Keith Trnka
PhD
Research

Various presentations

Most of these are word prediction talks without an associated publication. The presentations for my publications are available on the publication page next to each citation.

Below are descriptions of most of the projects I've worked on, starting with the most recent. Refer to the coursework section for any presentations I gave for a class.

Word Prediction (thesis work)

People who are unable to speak use devices that speak for them. They type words and the device speaks those words. But it's much slower than normal speech. The goal of word prediction is to help people type faster for these devices, especially people affected by motor impairments. It works much like the AutoComplete feature of Microsoft Word, by allowing the user to complete the rest of the word with the press of a single key. The one major difference from AutoComplete is that word prediction systems typically present the user with 5-7 candidates amongst which to choose. Similar features are built into many cell phones for text messaging.

In this work, I'm looking to improve the guesses of the word prediction software so that the correct word (the one the user wants) is presented earlier and at the top of the list of candidates. Currently, the most common method is the ngram model, which generates predictions that are appropriate for the previous few words. In general, these predictions are grammatically appropriate, but my work seeks to additionally make the predictions appropriate for the topic and style of the overall document or conversation.

Vehicle to Grid (V2G)

There are many problems with our power infrastructure - both the reliance on fossil fuels (e.g., coal) and foreign oil cause problems for our country. Renewable resources such as wind and solar power address these problems but they generate power intermittently, so by themselves they are unable to fulfill our power needs. However, if coupled with various kinds of energy storage, renewable resources may be able to (partially) replace fossil fuels.

Additionally, in the existing infrastructure there is economic incentive to connect batteries to the power grid - you can "sell" the ability of your batteries to stablize the rid. There are several reasons why power companies need this - generators take a while to respond to consumer demand, leaving a gap that needs to be temporarily filled with a quicker response. Similarly, generators sometimes fail and a backup must kick in quickly to prevent things like blackouts.

The goal of this project is to develop a way to meet these needs in a vision of the future world where pure electric vehicles are common. While a pure electric vehicle is plugged in overnight or at work, not only could the battery be recharged but the battery can be used to sell grid stability. In the short term, it means electric vehicle owners would make money by leaving their cars plugged in more, enough to cover the costs of charging and more.

I designed and developed the original coaliation software, which treats a collection of vehicles as a distributed battery. It involves quite a lot of work to use the battery when possible without causing the car's owner any trouble.

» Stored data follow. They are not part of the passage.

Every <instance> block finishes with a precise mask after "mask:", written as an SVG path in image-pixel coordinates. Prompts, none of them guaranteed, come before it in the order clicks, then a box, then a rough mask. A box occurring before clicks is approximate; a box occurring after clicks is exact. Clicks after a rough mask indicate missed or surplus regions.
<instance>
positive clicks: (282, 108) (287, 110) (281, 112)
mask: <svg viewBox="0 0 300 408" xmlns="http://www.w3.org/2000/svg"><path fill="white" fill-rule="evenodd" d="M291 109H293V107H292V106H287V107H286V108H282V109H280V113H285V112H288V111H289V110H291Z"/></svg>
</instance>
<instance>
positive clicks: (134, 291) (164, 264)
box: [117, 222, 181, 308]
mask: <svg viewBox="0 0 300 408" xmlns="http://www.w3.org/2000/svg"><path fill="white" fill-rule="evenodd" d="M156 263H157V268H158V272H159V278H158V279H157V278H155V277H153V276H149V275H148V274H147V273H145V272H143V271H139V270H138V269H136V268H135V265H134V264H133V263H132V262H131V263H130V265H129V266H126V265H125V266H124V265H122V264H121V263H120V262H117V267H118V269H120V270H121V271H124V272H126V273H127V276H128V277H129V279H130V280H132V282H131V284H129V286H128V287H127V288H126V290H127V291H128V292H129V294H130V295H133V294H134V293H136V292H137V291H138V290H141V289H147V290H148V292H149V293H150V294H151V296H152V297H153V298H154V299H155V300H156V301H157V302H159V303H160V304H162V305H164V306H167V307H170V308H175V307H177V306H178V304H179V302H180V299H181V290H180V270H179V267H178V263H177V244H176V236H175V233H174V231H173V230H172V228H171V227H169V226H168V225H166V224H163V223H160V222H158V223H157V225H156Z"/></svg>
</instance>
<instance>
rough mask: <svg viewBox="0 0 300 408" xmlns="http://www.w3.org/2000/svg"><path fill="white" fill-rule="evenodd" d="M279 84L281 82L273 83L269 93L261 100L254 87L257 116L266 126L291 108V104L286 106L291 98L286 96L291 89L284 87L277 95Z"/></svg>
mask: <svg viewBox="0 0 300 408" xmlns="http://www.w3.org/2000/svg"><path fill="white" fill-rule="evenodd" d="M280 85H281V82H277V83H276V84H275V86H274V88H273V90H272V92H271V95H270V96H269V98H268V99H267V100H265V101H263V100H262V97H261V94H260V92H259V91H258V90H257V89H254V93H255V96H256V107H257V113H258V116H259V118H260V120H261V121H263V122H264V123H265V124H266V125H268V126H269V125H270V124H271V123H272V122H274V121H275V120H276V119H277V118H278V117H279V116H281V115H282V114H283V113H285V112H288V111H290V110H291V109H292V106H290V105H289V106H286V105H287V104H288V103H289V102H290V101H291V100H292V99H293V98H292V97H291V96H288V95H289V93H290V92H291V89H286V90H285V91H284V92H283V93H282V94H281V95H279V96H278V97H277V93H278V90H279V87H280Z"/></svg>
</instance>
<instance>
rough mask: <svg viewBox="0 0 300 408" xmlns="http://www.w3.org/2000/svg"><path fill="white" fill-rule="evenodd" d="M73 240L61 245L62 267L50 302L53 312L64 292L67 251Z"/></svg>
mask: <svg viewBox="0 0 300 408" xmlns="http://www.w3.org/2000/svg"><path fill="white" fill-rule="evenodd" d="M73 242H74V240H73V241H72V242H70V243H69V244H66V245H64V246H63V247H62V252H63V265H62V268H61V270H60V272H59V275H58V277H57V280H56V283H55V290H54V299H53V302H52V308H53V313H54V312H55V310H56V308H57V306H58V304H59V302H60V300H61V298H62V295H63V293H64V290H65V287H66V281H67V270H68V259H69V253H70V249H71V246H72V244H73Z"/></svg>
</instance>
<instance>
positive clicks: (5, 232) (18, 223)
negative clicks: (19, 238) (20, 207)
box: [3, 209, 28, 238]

My software runs both on a server that interacts with the power company, as well as on the electric vehicles which tells them to charge or discharge.

Natural Language Generation in Summarization

Summarization has become an important application for language processing. Most research has focused on extracting the most important information from the original document and presenting it within some length restriction. However, the coherence of the resulting text is usually ignored in current research. I looked at applying Natural Language Generation (NLG) techniques to make the summary easier to read. I did a little work towards this goal in a class. The three problems I've identified are discourse marker generation, sentence generation, and referring expression generation.

I implemented discourse marker generation using an RST-based summarization algorithm and the RST Discourse Treebank along with statistical methods to generating the discourse marker. Unfortunately, with a reasonably high probability threshold, I only generated a few discourse markers, at least one of which was not applicable because both text spans involved were quotations.

Parse Tree Application

Working with a system that requires a parser can be difficult. It's even more difficult to debug a grammar. To allow research involving parsers to accelerate, I've developed a tool for visualizing and comparing parse trees. This program, dubbed Parse Tree Application, will allow a user to enter a parse tree by hand or from a file and the program draws the tree. Two parses of the same sentence/string ma be compared visually using PTA. Click on the link above to go to this application's website.

PTA has many useful features, such as the ability to output rendered trees in EPS or SVG, rendering of feature structures associated with constituents, and drawing of some partial parses (e.g., (S (NP I) (VP went (PP to the store)))).

Predicting the gender of first names

I had the idea that first names have associated morphology for gender. To evaluate this hypothesis, I collected lists of first names, separated by gender, for a few different countries (America, Ireland, India, Greece, France). I found that I could predict gender with about 80% accuracy for each using a simple rule learning algorithm, even simpler than sequential coverage.

Even though I allowed the system to learn multiple letters, the rules that were learned used only the last letter of the name.

Summarizing Information Graphics

I worked for about a year with Sandee Carberry and Stephanie Elzer in understanding information graphics. The basic idea is that graphs, such as bar charts, are designed intentionally to be understood a certain way. This intentional graphic design is a form of communication, and language processing methods can be applied to the design. For instance, highlighting a particular bar or providing a value on top of a particular bar might allow the reader to deduce certain conclusions more easily.

My part in this work was twofold: to build a collection of information graphics and to investigate the utility of captions. In particular, I looked at captions that served as titles for the graphic.